We present here a case of a 58-year-old female patient, presenting with complaints of easy fatigability for the past 1 month. Physical examination revealed pallor along with hepatosplenomegaly. Complete blood counts with peripheral blood (PB) smear showed leukocytosis with the presence of 68% myeloperoxidase (MPO) positive blasts. Bone marrow aspiration showed 1% PC and 70% blasts which on flow cytometric immunophenotyping expressed CD34, CD117, CD13, CD33, and MPO; suggesting a diagnosis of an AML. The patient was administered standard 3 + 7 (cytarabine + daunorubicin) induction regime. PB on day 14 showed the presence of pancytopenia with mild rouleaux formation, but no circulating blasts. Bone marrow aspiration showed hypoplastic marrow with 2% blasts and a significant plasmacytosis (78% of nucleated cells) [Figure 1]. These PCs appeared mature in morphology and were found to be entrapped around the endothelial cells, suggesting their perivascular location and hence, a reactive nature. In view of the presence of peripheral rouleax, very high proportion of PCs, and known incidence of concomitant AML and PC dyscrasia,[4],[5] a myeloma workup was done, which also confirmed the reactive nature of PC [Figure 2]. A repeat bone marrow on day 30 showed normocellular marrow with trilineage hematopoiesis, with 1% blasts and 3% PC. Further course of the patient was uneventful, and she is in remission for the last 3 years.{Figure 1}{Figure 2}

Plasmacytosis seen in an early induction (day 14) marrow can be observed in some patients which is attributable to either some prior/concomitant infection or to the paracrine stimulation by the blasts mediated by cytokine interleukin-6 (IL-6).[1] One large study, which included 60 AML patients, showed the proportion of PC s to be 0.1–48.7%, and 15 (25%) patients to be having evidence of an antecedent or concomitant infection.[2] They also noted that mean PC proportion in cases having infection was significantly higher as compared to those who do not have any evidence of infection (18.1% vs. 10.7%, P= 0.039).

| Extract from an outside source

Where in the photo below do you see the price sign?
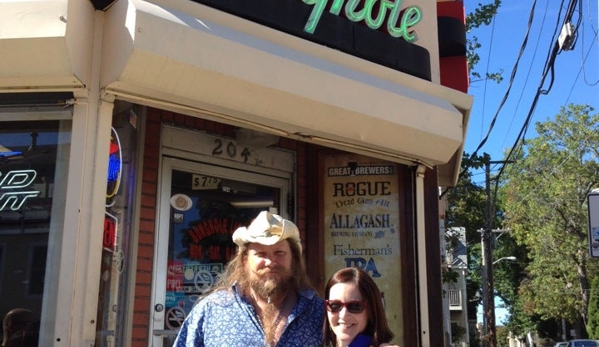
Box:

Majority of the cases in this study were M4/M5 (50%) and were expected to be associated with increased IL-6 production and consequently plasmacytosis. In contrast, the present case neither had any clinical/laboratory evidence of infection nor had morphological evidence of monocytic differentiation. A proportion as high as 78%, as noted in our case, has never been reported. These cases with such a high PC proportion can very well masquerade as coexistent PC dyscrasias.[3] It is hypothesized that postinduction plasmacytosis may have an immunological role in maintaining remission. This was demonstrated in the study by Al-Shughair et al.[2] where the responders had higher PC proportion (14.3%) as compared with nonresponders (4.6%), predicting the likelihood of being free from leukemia. Similarly, the present case is also responding well and is in remission for the last 3 years. However, more studies are required to validate the clinical significance of this hypothesis.